I was so focused on serving a traditional East Texas meal that I wasn't thinking that the Dutch do not have the tradition of serving hot breads and that Rina would never have seen this. Of course we didn't understand each other!

I just love comparative sociology.

Now, regarding today: surely nobody expects me to be doing anything exciting today after a day as full as yesterday.

It is kind of wonderful that I have been walking so much at top speed that I have shin splints....a mild case and actually a not completely unpleasant indicator that I sure am working my legs now. Besides, it makes me feel kinda jockly, a feeling one gets less and less frequently after he passes sixty.

Today's pics are graffiti, the first from Mosterdpotsteeg, which is about ten feet wide and is mostly blank concrete walls. It's hard for me to get upset about folks painting stuff on the walls of this stark alley.

Graffiti on Mosterdpotsteeg

On the other hand, even I have to call it vandalism when it's on a brick building facing the Prinsengracht, which makes me feel guilty for liking Morcky Boy's style.

Morcky Boy

Yesterday was Herdenking, the Dutch Memorial Day when the Queen marches from the palace across the Dam and lays a wreath in front of the monument, but I was so involved with dinner that I completely blew it off. In my defense I must whine that this is the first time that I've been here in May and missed it. Well, sort of. I watched it last year on TV instead of in person because it was cold and raining and I was being a big sissy.

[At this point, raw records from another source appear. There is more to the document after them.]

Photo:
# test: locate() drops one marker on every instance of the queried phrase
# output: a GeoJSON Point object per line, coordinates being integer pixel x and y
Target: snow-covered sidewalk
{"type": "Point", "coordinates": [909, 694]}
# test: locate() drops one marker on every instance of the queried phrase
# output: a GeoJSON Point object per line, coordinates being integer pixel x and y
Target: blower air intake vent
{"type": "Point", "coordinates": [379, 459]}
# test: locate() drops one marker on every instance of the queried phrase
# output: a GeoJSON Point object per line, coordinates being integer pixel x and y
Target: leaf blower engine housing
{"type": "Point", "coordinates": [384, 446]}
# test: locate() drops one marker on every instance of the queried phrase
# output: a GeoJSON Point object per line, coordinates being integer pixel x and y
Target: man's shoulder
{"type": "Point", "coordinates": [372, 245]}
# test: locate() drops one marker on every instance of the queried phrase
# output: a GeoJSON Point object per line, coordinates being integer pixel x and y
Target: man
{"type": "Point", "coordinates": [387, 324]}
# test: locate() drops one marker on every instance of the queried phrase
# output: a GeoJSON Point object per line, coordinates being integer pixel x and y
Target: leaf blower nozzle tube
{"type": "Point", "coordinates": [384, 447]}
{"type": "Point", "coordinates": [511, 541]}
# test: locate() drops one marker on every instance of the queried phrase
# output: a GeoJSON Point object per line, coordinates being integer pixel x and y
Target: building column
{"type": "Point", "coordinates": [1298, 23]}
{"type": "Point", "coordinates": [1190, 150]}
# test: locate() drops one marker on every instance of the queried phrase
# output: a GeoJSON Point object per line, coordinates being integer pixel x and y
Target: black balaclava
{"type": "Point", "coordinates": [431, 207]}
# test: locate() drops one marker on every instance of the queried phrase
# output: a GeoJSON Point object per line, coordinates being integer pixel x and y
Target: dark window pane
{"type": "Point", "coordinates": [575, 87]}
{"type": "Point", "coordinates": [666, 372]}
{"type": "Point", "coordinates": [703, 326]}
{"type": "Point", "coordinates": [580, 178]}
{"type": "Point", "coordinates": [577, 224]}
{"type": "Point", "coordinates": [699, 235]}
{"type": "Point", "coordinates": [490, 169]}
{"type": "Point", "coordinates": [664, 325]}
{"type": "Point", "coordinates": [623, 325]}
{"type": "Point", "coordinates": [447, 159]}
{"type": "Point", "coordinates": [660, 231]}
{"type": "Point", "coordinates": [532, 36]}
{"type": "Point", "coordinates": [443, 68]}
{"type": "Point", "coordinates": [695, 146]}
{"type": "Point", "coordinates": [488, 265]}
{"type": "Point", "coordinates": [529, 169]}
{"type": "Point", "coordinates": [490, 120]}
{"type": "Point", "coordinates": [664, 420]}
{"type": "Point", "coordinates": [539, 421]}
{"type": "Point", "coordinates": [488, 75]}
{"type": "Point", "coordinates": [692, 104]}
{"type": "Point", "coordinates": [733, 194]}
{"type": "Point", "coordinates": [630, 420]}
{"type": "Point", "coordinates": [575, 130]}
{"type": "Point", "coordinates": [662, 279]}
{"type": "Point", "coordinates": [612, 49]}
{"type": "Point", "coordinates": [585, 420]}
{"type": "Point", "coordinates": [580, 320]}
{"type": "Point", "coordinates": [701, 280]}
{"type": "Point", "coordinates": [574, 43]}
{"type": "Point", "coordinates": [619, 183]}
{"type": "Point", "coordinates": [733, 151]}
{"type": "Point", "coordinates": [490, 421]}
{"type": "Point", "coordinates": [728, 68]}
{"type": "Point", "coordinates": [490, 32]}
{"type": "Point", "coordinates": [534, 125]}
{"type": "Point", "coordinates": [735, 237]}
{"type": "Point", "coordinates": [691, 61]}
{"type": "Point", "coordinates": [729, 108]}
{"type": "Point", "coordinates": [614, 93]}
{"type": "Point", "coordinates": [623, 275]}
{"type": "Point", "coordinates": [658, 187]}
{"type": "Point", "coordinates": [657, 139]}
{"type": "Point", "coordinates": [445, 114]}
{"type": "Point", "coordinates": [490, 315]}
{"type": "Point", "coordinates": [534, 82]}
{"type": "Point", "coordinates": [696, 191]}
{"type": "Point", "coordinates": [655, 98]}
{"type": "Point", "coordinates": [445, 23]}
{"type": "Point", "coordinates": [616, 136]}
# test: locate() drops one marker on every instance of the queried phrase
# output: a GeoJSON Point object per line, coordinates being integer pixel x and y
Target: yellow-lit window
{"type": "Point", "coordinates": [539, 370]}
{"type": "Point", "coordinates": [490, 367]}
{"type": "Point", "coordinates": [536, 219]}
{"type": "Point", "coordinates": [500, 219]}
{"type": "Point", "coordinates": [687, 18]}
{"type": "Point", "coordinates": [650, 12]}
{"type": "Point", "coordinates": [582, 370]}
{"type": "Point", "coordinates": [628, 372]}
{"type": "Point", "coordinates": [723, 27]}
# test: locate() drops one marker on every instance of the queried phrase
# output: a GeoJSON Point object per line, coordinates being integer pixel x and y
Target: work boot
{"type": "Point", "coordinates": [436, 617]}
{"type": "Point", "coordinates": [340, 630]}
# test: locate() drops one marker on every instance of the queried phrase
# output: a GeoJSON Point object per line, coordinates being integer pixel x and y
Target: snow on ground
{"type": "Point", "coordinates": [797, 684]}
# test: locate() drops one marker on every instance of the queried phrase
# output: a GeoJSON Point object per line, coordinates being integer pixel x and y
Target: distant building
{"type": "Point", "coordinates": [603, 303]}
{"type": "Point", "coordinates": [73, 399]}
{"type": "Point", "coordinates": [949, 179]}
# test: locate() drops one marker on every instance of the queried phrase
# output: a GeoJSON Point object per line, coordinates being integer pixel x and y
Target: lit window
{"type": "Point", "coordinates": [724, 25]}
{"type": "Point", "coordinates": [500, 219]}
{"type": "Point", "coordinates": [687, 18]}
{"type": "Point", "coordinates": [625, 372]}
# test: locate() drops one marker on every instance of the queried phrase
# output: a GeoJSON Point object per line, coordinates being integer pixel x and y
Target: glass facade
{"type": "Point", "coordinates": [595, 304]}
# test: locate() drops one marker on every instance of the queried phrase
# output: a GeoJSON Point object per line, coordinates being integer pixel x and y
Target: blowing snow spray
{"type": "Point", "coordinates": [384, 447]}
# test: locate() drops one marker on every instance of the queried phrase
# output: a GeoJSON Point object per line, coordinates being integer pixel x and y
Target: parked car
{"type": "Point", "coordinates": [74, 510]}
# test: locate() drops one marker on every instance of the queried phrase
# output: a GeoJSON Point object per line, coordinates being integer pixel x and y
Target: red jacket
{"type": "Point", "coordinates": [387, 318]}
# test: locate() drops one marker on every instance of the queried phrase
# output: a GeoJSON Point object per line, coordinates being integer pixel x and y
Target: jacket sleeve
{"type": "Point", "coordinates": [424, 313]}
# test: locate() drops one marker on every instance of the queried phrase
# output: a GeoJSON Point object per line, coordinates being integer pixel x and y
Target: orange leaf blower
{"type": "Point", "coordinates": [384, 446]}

Today is the anniversary of the liberation from the Nazis, and I've written enough about this in my previous accounts of visits, but speaking of the Nazis, I'm just sick and tired of all these liberals comparing the Bush administration to the Nazis. Oh, please. Sure, there are superficial little similarities like mounting a propaganda campaign to stir the citizens up against contrived external and internal enemies and get them so worried that they'll happily give up their civil liberties one by one. But that's just trivia.

Anybody with a grain of common sense can see that the Bush Administration is not a bit like the Nazis in the ways that really matter: The external enemy is the Iraqis rather than the communists, the internal enemy is the gays rather than the Jews, and most importantly, Bush is adamantly opposed to socialism.

And speaking of the Nazis, remember that little stir a couple of weeks ago when some meddlers had the poor taste to point out that the new pope had spent his youth as a Nazi but excused this on the grounds that he was forced to join as a child but had left the party when he grew older and understood what it was all about? Who was it who pointed out that that paralleled exactly his own experience with the Catholic Church?

But enough of all that. A couple of folks had inquired how I managed to smuggle a couple of razor-sharp knives through the airports. Easy, I stuck 'em in my checked baggage. It's alright to have kitchen knives in your checked baggage! It's not like they're explosives or something. And I need those knives over here. As much as I love Rina, I have to tell you that the knives in her kitchen are not going to be inflicting any serious damage on a modern Dutch tomato.

Unlike our limp-wristed California fruit, these dudes have got tough hides on 'em.